NEW YORK, April 6 (Reuters) – The Connecticut Attorney General said on Tuesday he was looking into whether Westport National Bank and a Connecticut pension consultant aided and abetted Bernard Madoff in his $65 billion Ponzi scheme.
Connecticut Attorney General Richard Blumenthal said in a statement that his office and the Connecticut Department of Banking have been conducting “a wide-ranging investigation” into federally chartered Westport National Bank, pension consultant PSCC Services Inc and its owner Robert Silverman.
“Our investigation is focused on allegations that Westport National Bank, PSCC and Mr. Silverman operated investment funds that fed cash into Madoff’s massive fraud, skimming millions of dollars in fees for themselves,” Blumenthal said in the statement.
“I expect to make a decision soon regarding possible legal action.” Legal action could be aimed at recovering money for investors as well as fees.
Madoff is serving a 150-year prison sentence after pleading guilty to running the Ponzi scheme in which scores of investors were defrauded.
Connecticut Governor Jodi Rell said in a statement on Tuesday that the probe suggested that clients of the bank had invested some $59 million with Madoff, but received statements from the bank showing that they had invested in “shares” or “units” with specific market values.
“The probe found information indicating that Silverman and PSCC Services allegedly steered clients toward pooled investments for which Westport National Bank served as the nominal custodian and which were to be managed exclusively by Madoff’s company,” Connecticut Department of Banking Commissioner Howard Pitkin said in a statement.
Silverman and PSCC received more than $14 million in fees and Westport National Bank got $2.5 million in fees for managing the investments, the governor’s statement said.
And there’s this, from the (February 9, 2009) New York Times:
The arrangement seemed odd to specialists on bank custodial services.

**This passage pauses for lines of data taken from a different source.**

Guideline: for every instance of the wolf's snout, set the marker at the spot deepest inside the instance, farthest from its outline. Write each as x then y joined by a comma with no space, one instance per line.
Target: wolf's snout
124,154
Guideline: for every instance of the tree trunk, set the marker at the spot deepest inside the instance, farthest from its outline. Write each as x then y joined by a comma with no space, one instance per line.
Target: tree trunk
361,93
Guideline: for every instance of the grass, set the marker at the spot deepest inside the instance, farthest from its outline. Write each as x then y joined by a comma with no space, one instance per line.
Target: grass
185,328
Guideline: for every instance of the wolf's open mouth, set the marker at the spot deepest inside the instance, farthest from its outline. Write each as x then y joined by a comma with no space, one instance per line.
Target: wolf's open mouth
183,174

Custody accounts typically involve an array of specific services, explained Marshall N. Carter, the retired chairman and chief executive of State Street Bank, one of the largest custodial banks in the world. Those include settling customer trades, insuring safekeeping of the securities, servicing customer transfers and providing information about the portfolio.
In this case, no customer trades were settled and the safekeeping of securities was apparently left to Mr. Madoff. Finally, although the bank said it provided record keeping, tax reporting and “other ministerial services” to the custodial clients, Mr. Silverman was also being paid a “record keeping” fee.
Together, the fees paid to the bank and PSCC Services were almost 4 percent of the customers’ assets — well above normal levels for those services, according to Charles Ruffel, founder and director of Plan Sponsor, a financial information business serving institutional investors.
The bank’s custody fee was about three times the going rate, Mr. Ruffel said, and he called the record-keeping fee paid to PSCC “unconscionable.”